Discourse: Abstract at Anita Rogers Gallery in SoHo, New York

 Photo courtesy of Nina Meledandri

Discourse: Abstract at Anita Rogers Gallery, is an 11 person painting show; one work per artist. As with Sutures, each of the works has its own distinct style and presence. They run the gamut from small to large; some unabashedly dependent on color, while others employ a very limited palette. But where Sutures radiates energy and activity, Discourse is quiet and thoughtful; the atmosphere in the gallery is contemplative with each work demanding to be seen in its own time which the generous gallery space allows for.

The coherence of the show comes from a shared command these artists display of both materials and process. One feels these works were chosen as much to create a discussion about the current state of abstraction as to provide a gateway into further exploration of each artist’s oeuvre. Much of the work presents a concern with formal considerations but the show does not ignore conceptual exploration, gestural passages and mixed media; Lael Marshall’s piece, for example, could have easily found a home in Sutures.

At opposite ends of the exhibition (literally and figuratively) are works by Susan Smith and Mary McDonnell. Smith’s piece is one of the smallest and is composed of primary colors. It is seemingly straightforward, an initial impression that is challenged by an unexpected juxtaposition of media. What appears to be a simple formal construction of three squares becomes strangely visceral and moving in its elegant handling of materials.

McDonnell on the other hand is represented by a large work is unruly and fairly bristling with color which seems to emerge in spite of its dark palette.

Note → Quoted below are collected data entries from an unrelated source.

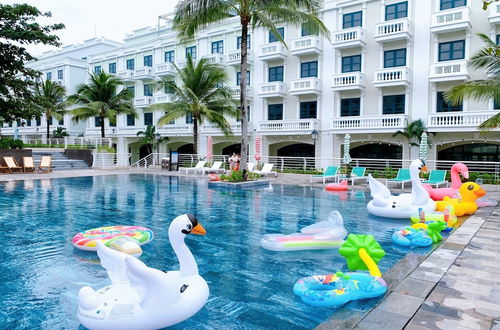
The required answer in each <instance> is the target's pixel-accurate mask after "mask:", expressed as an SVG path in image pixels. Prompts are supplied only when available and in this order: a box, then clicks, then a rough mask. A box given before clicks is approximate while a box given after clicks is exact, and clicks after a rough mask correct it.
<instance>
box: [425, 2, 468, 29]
mask: <svg viewBox="0 0 500 330" xmlns="http://www.w3.org/2000/svg"><path fill="white" fill-rule="evenodd" d="M470 17H471V15H470V8H469V7H468V6H465V7H459V8H453V9H447V10H441V11H438V12H436V13H433V14H432V18H431V32H440V31H452V30H460V29H468V28H470Z"/></svg>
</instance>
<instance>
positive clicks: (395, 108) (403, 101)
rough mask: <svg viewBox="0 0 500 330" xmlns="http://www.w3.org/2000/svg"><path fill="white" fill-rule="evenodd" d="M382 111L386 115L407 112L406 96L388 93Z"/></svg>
mask: <svg viewBox="0 0 500 330" xmlns="http://www.w3.org/2000/svg"><path fill="white" fill-rule="evenodd" d="M382 113H383V114H384V115H394V114H400V113H403V114H404V113H405V96H404V94H403V95H386V96H384V99H383V106H382Z"/></svg>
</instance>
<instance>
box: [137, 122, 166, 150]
mask: <svg viewBox="0 0 500 330" xmlns="http://www.w3.org/2000/svg"><path fill="white" fill-rule="evenodd" d="M137 136H142V137H141V138H140V139H139V142H140V143H142V144H145V145H146V147H147V148H148V152H149V153H150V154H151V153H152V150H151V149H150V146H154V145H155V144H156V145H158V144H160V143H162V142H163V141H165V140H168V137H166V136H164V137H161V136H160V134H159V133H156V127H154V126H153V125H148V126H147V127H146V130H145V131H139V132H137Z"/></svg>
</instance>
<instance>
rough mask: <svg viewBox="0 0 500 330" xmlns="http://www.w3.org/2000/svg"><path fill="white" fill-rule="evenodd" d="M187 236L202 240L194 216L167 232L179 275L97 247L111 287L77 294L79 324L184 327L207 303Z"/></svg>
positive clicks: (123, 254)
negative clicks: (190, 319) (161, 270)
mask: <svg viewBox="0 0 500 330" xmlns="http://www.w3.org/2000/svg"><path fill="white" fill-rule="evenodd" d="M188 234H197V235H205V229H204V228H203V226H202V225H201V224H199V223H198V220H197V219H196V217H195V216H193V215H191V214H183V215H180V216H178V217H177V218H175V219H174V220H173V221H172V223H171V224H170V226H169V228H168V237H169V240H170V244H171V245H172V248H173V249H174V252H175V254H176V255H177V258H178V259H179V266H180V270H179V271H168V272H163V271H161V270H158V269H154V268H149V267H147V266H146V265H145V264H144V263H142V262H141V261H140V260H138V259H137V258H134V257H132V256H130V255H127V254H125V253H122V252H118V251H115V250H113V249H110V248H108V247H106V246H105V245H104V244H102V243H101V242H98V246H97V254H98V255H99V258H100V259H101V264H102V266H103V267H104V268H106V270H107V272H108V276H109V278H110V279H111V285H110V286H107V287H104V288H102V289H99V290H97V291H95V290H93V289H92V288H90V287H88V286H85V287H82V288H81V289H80V292H79V293H78V319H79V320H80V322H82V324H83V325H84V326H85V327H87V328H89V329H103V330H104V329H106V330H110V329H120V330H122V329H123V330H126V329H141V330H144V329H159V328H164V327H167V326H171V325H174V324H176V323H179V322H182V321H184V320H186V319H188V318H190V317H191V316H193V315H194V314H196V313H197V312H198V311H199V310H200V309H201V308H202V307H203V306H204V305H205V304H206V302H207V299H208V294H209V290H208V285H207V282H205V280H204V279H203V278H202V277H201V276H200V275H199V274H198V266H197V264H196V261H195V260H194V257H193V255H192V254H191V251H190V250H189V248H188V247H187V245H186V244H185V242H184V238H185V237H186V236H187V235H188Z"/></svg>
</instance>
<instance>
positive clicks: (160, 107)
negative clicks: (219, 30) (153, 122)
mask: <svg viewBox="0 0 500 330" xmlns="http://www.w3.org/2000/svg"><path fill="white" fill-rule="evenodd" d="M175 68H176V70H177V73H178V76H179V78H180V80H181V82H182V85H181V86H178V85H177V84H176V83H175V81H172V80H170V79H162V80H161V81H160V82H159V83H158V89H166V90H169V91H170V92H171V93H172V95H173V98H174V101H173V102H171V103H160V104H155V105H153V106H152V107H151V108H152V109H155V110H157V109H161V110H164V111H165V112H166V113H165V115H164V116H162V117H161V118H160V119H159V120H158V125H164V124H168V123H170V122H172V121H174V120H176V119H177V118H182V117H186V116H187V117H190V118H193V144H194V153H195V154H197V153H198V125H199V124H201V123H202V122H203V120H206V121H208V122H210V123H213V124H215V125H216V126H217V127H218V128H219V129H220V130H221V131H222V132H223V133H224V135H226V136H227V135H230V134H232V132H231V126H230V125H229V123H228V122H227V120H226V118H225V117H224V115H229V116H232V117H236V116H237V115H238V111H237V109H236V101H235V100H234V99H233V98H232V96H231V92H230V90H229V88H228V87H226V86H223V85H222V84H223V83H224V82H225V80H226V71H225V70H224V68H221V67H219V66H217V65H214V64H210V63H209V62H208V60H207V59H201V60H200V61H199V62H198V63H196V64H195V63H194V62H193V59H192V58H191V56H188V59H187V63H186V66H185V67H184V68H182V69H179V68H178V67H177V66H175Z"/></svg>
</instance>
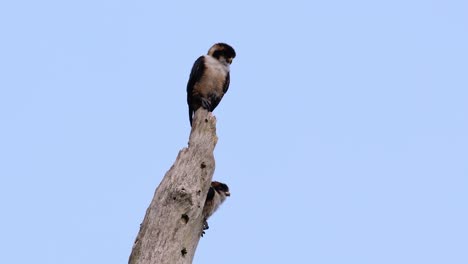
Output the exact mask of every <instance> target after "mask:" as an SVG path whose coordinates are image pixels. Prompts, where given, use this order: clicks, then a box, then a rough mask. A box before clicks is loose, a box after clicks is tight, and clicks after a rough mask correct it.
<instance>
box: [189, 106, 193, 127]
mask: <svg viewBox="0 0 468 264" xmlns="http://www.w3.org/2000/svg"><path fill="white" fill-rule="evenodd" d="M192 115H193V110H192V107H189V120H190V126H192Z"/></svg>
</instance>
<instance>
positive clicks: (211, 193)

It is also a profoundly gestural work that is barely contained by the canvas, as if she just managed to capture the presence of some unknown force.

In between these pieces is Joan Waltemath’s painting where hard edge black forms lay atop a field of expressive and beautiful colors, reading perhaps as blips of data floating across our lives. This painting acts almost as a map of the exhibition;  it has aspects of almost every work in the show containing as it does, an exploration of color, an authority of line, the power of “the edge”,  an expressionist sense of abstraction and the layering of elements.